Page count: 384 pages
Rating: 3.5 stars
From Goodreads, because I'm a month and a half behind on my reviews:
After her livelihood slips through her fingers, Alexandra Mountbatten takes on an impossible post: transforming a pair of wild orphans into proper young ladies. However, the girls don’t need discipline. They need a loving home. Try telling that to their guardian, Chase Reynaud: duke’s heir in the streets and devil in the sheets. The ladies of London have tried—and failed—to make him settle down. Somehow, Alexandra must reach his heart . . . without risking her own.
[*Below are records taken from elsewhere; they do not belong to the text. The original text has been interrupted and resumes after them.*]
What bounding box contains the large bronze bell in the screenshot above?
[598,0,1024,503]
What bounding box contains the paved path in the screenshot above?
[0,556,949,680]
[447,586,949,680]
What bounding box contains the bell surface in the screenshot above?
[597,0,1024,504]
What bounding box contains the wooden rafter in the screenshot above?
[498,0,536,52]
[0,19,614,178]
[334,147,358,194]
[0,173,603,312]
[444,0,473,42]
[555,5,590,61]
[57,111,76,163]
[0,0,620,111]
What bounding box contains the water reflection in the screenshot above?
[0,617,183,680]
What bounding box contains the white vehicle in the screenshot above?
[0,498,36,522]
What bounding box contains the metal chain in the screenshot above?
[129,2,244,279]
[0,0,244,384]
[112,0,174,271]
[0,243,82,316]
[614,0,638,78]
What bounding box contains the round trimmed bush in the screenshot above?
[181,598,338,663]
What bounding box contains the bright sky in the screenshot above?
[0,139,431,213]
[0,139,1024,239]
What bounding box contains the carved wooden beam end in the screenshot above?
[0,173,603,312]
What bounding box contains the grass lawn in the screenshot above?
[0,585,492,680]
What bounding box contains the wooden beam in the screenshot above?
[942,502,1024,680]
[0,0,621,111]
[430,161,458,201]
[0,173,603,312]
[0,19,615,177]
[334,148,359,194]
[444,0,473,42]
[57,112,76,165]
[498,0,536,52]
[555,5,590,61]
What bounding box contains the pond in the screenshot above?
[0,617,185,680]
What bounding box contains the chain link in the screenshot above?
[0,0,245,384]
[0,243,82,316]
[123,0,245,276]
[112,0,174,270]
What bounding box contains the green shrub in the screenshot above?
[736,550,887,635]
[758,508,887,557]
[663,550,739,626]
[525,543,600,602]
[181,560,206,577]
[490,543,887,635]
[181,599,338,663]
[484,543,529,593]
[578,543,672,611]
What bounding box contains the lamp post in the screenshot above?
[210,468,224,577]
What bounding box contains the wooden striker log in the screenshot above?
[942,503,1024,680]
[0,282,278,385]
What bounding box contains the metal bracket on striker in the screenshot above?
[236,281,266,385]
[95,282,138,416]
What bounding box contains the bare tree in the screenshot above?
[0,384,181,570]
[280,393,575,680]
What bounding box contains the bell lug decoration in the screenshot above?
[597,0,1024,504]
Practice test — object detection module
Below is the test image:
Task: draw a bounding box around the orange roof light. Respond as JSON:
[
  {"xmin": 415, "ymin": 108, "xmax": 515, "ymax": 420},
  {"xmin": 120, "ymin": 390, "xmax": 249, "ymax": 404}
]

Like any self-respecting libertine, Chase lives by one rule: no attachments. When a stubborn little governess tries to reform him, he decides to give her an education—in pleasure. That should prove he can’t be tamed. But Alexandra is more than he bargained for: clever, perceptive, passionate. She refuses to see him as a lost cause. Soon the walls around Chase’s heart are crumbling . . . and he’s in danger of falling, hard.
Tessa Dare is one of my go-to authors for fun, escapist romance. Last year, The Duchess Deal, the first book in this series, got me out of a long reading slump and delighted me thoroughly. There are still elements of it that I think about occasionally. As is often the case with her books, there was a whole lot of pretty anachronistic crazy, but it worked for me on every level. Having an ever more active and demanding baby doesn't so much get in the way of me reading as much as I used to, but it doesn't leave a lot of time for me to review books as I used to have. Hence, I'm way behind on my reviews again and with this book, less than two months after I finished it, I barely remember a thing about it.
There are plot moppets, adorable young orphan girls who have met disappointment time and time again. By the time Alexandra becomes their reluctant governess, they have driven away countless former applicants. Every morning, our hero and heroine are forced to take part in the solemn funeral of Millicent the doll, who is killed off with an extremely varied array of maladies, I'm not entirely sure that orphaned young women knew that many horrible ways to kill someone off. The youngest girl definitely has a Wednesday Addams vibe to her.
Chase, our hero, is very open about his reluctance to commit to any and all emotional entanglement, be it to the orphans in his care or to Alexandra. I've already forgotten WHY he's allergic to affection and love, but it was probably some sort of man pain in his past. He has an honest to God literal man cave, that he does up himself. In a contemporary romance, he would be the handsome guy next door, with a big tool belt, charming all the ladies. He clearly doesn't want to become a duke, but sadly the series is called Girl Meets Duke (which means that the next two heroines are going to have to end up with dukes too - just how many eligible ones does Dare have running around her Regency world?) and so he couldn't really just be a baron or some such.
Alexandra is Catholic, and mixed race and clearly much too good for Chase. She's not been able to forget him since she ran into him in a bookstore six months earlier, but nevertheless tries her best to resist his charms for as long as possible. She's great with the girls, who eventually begin to thaw to her and trust her a bit.
The first book in the series had so many crazy elements that it must have burned itself into my mind, in this, I think Dare was trying to tone it down a bit more, but the result is that I can't even remember exactly what the big complication was that was keeping our lovers apart or how they eventually resolved things. Last year's book was in my top 10 of the year. This one, not so much.
Judging a book by its cover: While I like the soft yellows and the lighting in this cover, I just CANNOT with the rest of it. The male cover model has a buzz cut! A Regency novel should not have a cover that looks like a slightly dodgy (what with the dude's state of undress) wedding photo. Please stop this immediately, Avon.
Crossposted on Cannonball Read.
I read this a while ago and my first thought seeing the review was "Is this the toolbelt one?" and then "Oh it has the funny funeral thing, I liked that!". It was a swing and a miss for me.
ReplyDelete"Some sort of man pain in his past" sums up so much of the genre.